¿Cómo sería la sociedad si todas las mujeres se negaran a procrear? ¿Cuál podría ser, entonces, el recurso para repoblar la tierra? ¿Cómo imaginarlo? Sobre estas y otras interrogantes se erige Sangre, primer cortometraje de ficción de la actriz y dramaturga Giselle Lominchar, quien decidió recurrir al humor negro para recrear, desde lo absurdo, la historia de un técnico de laboratorio que se dedica a “confeccionar” niños.

Jugando con los códigos del cine de horror de la década de 1920 y del expresionismo alemán, la realizadora apuesta por una hipótesis donde las nuevas vidas forman parte de una cadena de reciclaje que se inicia al momento en que una persona muere, por voluntad propia, para donar cuerpo y alma a un bebé. Ahí, en ese contexto del futuro imposible, aparece Paula Alí interpretando el rol de una señora que llega, receta en mano, a exigir que le “elaboren” un nieto.

Mientras, el “técnico”, protagonizado en el audiovisual por Lola Amores, constituye una especie de ser andrógeno, aislado y autodidacta que recuerda, con mucha vehemencia, la caracterización de los personajes góticos y siniestros de Tim Burton, director estadounidense conocido por filmes como Sweeney Todd (2008) y Charlie y la Fábrica de Chocolate (2005), por solo citar algunas obras.
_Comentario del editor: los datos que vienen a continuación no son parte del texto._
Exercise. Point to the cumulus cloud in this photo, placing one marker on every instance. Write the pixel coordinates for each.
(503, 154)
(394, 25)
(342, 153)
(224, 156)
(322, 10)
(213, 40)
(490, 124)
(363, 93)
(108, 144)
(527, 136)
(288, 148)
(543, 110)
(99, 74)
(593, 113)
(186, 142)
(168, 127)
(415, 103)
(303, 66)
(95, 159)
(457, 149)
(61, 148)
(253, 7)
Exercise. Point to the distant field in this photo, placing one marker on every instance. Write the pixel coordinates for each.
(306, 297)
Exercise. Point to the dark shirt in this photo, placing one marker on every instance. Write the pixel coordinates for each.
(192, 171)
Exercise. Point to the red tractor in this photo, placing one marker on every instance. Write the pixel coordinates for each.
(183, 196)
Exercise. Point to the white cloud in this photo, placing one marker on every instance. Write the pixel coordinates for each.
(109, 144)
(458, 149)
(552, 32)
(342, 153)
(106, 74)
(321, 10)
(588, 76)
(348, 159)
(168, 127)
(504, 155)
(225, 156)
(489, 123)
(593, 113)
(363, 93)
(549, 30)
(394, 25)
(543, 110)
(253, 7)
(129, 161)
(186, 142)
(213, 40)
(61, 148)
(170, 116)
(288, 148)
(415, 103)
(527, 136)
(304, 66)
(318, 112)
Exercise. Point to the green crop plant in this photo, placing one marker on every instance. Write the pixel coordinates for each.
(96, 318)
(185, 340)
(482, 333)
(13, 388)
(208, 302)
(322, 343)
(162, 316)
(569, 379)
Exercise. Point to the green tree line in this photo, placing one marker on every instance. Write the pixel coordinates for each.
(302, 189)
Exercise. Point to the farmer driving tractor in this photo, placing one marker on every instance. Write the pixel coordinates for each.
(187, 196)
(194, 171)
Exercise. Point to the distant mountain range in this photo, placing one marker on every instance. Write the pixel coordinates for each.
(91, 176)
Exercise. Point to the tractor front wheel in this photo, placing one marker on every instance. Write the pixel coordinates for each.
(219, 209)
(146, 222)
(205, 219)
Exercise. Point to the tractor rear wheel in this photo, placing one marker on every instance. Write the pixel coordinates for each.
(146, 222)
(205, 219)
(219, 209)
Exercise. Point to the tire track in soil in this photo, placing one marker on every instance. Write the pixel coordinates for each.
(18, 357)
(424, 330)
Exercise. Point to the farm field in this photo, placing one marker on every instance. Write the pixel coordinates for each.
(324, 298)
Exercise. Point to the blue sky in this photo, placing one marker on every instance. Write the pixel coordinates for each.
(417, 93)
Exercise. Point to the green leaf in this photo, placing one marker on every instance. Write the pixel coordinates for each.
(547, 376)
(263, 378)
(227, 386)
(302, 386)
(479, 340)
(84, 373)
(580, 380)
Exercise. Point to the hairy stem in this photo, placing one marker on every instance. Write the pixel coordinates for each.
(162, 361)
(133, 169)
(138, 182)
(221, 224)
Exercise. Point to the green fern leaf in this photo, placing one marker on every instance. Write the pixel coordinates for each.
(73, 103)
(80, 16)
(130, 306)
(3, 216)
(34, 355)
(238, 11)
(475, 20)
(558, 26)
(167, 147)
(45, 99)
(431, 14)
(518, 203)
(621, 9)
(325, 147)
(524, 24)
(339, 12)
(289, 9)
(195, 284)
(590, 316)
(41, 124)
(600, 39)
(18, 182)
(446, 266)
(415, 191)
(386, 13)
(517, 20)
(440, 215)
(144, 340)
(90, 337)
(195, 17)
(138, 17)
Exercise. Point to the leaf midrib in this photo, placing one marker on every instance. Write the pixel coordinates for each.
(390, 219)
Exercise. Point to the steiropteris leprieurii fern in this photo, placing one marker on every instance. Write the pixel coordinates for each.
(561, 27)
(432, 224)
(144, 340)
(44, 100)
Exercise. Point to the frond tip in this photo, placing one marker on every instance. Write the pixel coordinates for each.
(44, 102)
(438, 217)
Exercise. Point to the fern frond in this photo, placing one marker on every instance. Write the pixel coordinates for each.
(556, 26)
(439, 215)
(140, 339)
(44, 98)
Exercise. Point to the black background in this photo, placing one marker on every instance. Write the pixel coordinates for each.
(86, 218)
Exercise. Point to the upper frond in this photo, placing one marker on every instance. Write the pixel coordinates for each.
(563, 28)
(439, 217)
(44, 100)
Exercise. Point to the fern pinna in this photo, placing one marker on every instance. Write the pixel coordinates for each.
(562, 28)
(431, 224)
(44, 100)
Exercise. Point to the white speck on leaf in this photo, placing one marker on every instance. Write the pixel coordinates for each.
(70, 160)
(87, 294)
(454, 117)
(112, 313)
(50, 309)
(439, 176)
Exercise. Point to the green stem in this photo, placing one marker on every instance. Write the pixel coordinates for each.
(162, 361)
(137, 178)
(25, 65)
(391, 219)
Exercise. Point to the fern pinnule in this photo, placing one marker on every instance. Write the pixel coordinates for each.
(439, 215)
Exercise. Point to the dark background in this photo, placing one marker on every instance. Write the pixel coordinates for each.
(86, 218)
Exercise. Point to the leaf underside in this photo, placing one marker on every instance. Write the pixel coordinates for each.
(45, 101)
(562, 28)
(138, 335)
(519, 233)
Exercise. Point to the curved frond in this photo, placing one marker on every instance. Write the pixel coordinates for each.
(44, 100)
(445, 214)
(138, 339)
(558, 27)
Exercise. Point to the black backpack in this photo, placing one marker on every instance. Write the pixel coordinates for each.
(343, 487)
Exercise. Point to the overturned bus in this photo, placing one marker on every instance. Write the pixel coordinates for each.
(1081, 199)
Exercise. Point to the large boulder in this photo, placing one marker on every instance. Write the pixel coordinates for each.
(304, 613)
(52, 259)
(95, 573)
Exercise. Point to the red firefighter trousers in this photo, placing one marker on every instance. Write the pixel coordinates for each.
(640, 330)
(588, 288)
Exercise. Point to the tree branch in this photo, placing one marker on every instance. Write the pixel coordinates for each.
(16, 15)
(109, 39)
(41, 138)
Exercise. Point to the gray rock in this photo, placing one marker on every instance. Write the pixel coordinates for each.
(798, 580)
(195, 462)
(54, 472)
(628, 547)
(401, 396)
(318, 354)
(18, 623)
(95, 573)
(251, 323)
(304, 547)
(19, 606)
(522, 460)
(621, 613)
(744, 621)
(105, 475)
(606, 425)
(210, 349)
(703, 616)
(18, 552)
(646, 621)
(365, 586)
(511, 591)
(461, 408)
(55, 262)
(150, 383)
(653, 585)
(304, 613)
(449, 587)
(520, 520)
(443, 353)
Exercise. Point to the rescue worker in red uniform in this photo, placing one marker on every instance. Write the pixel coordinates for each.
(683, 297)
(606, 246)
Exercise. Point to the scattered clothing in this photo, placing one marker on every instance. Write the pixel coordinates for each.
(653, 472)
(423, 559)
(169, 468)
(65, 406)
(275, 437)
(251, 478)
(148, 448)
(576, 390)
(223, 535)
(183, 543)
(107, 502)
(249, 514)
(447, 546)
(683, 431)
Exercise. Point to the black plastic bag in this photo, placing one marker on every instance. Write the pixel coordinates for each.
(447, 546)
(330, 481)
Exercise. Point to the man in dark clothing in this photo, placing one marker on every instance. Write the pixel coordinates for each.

“La idea del corto surge durante un ejercicio de clase en el Instituto Superior de Arte, a través del cual yo canalicé mi preocupación sobre el deseo de las mujeres de tener hijos. Se me ocurrió, a partir de unas pautas determinadas, repensar la idea desde un mundo absurdo donde la reproducción fuera a través de diversas cirugías, uniendo temas metafísicos como la reencarnación, los ciclos y la evolución”, confesó la realizadora después de la proyección del material en Fábrica de Arte Cubano (FAC).

Con unos 12 minutos de duración la obra se refiere al cuerpo humano como materia reciclable y al alma como una sustancia mutable, estableciendo un diálogo visual a ratos grotesco. “Trabajé con la actriz y la maquillista buscando construir un personaje marginado, medio desquiciado, de grandes ojeras y andrógeno, un recurso usado por Tim Burton en varias de sus películas. Yo no quería reproducir con exactitud sus códigos, pero ese lenguaje contribuyó a potabilizar un guión que, de otra manera, hubiera sido demasiado filosófico”, señaló.

Con música original del pianista Jorge Aragón, Sangre logra sorprender porque retrata, desde una perspectiva caótica, una problemática con gran impacto social en Cuba y América Latina. La respuesta construida por su realizadora pone en evidencia millones de interrogantes sobre el libre albedrío en el proceso de reproducción humana y (des)enfoca conceptos preestablecidos. En ese intervalo de creación la autora genera posibilidades, mientras hurga razones en la realidad.

“El coqueteo con el humor negro nos acerca el público, y Paula Alí es una experta en eso. Al ser una temática fuerte necesitaba que no se banalizara la historia, que impactara. Por eso me gusta escuchar la reacción del espectador, porque la mayoría de las veces me indica que está procesando el material”, argumentó Lominchar, quien decidió durante la postproducción de la película doblar la voz de Lola Amores y para ello reclutó al actor Mario Guerra.

“Mario completó el personaje, le dio otro carácter. Lola tiene un potencial de voz increíble, pero yo no quería que ella la transformara al punto de que sonara falsa”, expresó Giselle, quien ya trabaja, junto a Fernando Pérez, en el guión de su primer largometraje.

Sangre comenzó su recorrido hace tres años en la sección Haciendo Cine, de la Muestra Joven del ICAIC y hace apenas unos días se estrenó en el Centro Cultural Español de Miami, en el espacio Jóvenes frente al espejo, que actualmente exhibe trabajos de noveles realizadores de la Isla.